Dans la phase de décomposition du capitalisme, dès lors que la souveraineté se délite (voir Robert Kurz, La fin de la politique), le rapport juridique et contractuel entre États ne peut manquer de se déliter, et la forme-droit moderne, à l’intérieur même de ces Etats, est remise en cause. Cela signifie que le véritable noyau de violence et d’arbitraire du capitalisme et de sa forme juridique apparaît à visage découvert : l’état d’exception y devient permanent. Le pouvoir en place, en voulant maintenir par tous les moyens la validité universelle de son principe de réalité, ne défend plus ainsi sa propre forme-droit. Il enfreint systématiquement son propre droit, qui ne représente rien d’autre que le rapport formel entre sujets modernes pris dans le rapport capitaliste.

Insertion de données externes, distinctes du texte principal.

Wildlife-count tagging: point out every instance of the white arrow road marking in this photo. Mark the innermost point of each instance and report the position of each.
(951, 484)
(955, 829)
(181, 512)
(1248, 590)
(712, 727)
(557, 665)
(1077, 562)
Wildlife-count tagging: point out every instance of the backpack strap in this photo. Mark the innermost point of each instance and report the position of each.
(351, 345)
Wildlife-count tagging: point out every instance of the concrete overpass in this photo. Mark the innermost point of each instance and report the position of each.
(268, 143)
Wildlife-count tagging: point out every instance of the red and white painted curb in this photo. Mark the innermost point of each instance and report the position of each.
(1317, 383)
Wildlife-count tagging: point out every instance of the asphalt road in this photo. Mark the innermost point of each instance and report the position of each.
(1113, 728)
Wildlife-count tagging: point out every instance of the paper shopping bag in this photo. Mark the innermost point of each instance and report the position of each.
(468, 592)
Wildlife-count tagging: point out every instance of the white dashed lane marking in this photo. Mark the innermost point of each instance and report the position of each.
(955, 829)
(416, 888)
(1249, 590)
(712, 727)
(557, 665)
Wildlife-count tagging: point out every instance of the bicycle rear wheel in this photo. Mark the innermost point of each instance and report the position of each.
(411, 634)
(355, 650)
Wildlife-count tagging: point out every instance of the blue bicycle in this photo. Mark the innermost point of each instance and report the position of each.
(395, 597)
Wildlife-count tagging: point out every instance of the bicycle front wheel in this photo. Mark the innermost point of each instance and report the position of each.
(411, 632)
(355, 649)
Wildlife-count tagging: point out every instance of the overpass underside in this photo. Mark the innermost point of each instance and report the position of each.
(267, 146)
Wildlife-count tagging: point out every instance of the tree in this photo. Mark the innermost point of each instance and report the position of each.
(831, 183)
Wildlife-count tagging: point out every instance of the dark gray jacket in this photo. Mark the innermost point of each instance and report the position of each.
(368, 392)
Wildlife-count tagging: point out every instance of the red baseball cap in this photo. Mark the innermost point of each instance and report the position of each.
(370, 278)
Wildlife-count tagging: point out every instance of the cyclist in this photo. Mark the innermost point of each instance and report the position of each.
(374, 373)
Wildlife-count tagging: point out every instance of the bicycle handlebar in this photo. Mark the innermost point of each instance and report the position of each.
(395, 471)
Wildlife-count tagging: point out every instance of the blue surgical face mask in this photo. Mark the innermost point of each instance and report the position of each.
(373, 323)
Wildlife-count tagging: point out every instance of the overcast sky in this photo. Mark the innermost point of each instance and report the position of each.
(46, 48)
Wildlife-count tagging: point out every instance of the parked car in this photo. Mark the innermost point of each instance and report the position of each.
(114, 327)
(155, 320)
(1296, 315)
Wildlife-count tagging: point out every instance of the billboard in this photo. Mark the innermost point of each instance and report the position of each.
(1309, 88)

Dans le procès de crise du capitalisme, on assiste ainsi à la perte objective de substance du sujet du travail et de l’argent qui entraîne la perte de substance du sujet du Droit et de l’État : la citoyenneté s’en trouve en grande partie « suspendue ». Mais dans la « phase de la subsomption réelle de l'individu sous la forme-sujet moderne » (Lohoff, voir Jappe, La société autophage), la relation entre l'intériorisation et l'exécution des exigences sociales que l'on s'impose à soi-même comme aux autres et la perte de substance du sujet dans le contexte global du néo-état d'exception permanent, met à mal plus encore la dure vie des « porteurs » vivants de la valeur pris dans les sentiments contradictoires de toute puissance illusoire et d'impuissance réelle. Devenus à la fois sujet économique et sujet politique après leur remodelage auto-disciplinaire de toute une vie et après avoir expulsé d'eux-mêmes tout ce qui n'a pas la forme d'un « travail » et la forme de la « valeur », les individus-subsumés exigent d'autant plus leur dû qu'ils ne le voient plus venir, en frappant avec fracas de leurs petites mains leur poitrail de sujet de la société moderne, de toute la rage de leur impuissance et de leur volonté de toute puissance.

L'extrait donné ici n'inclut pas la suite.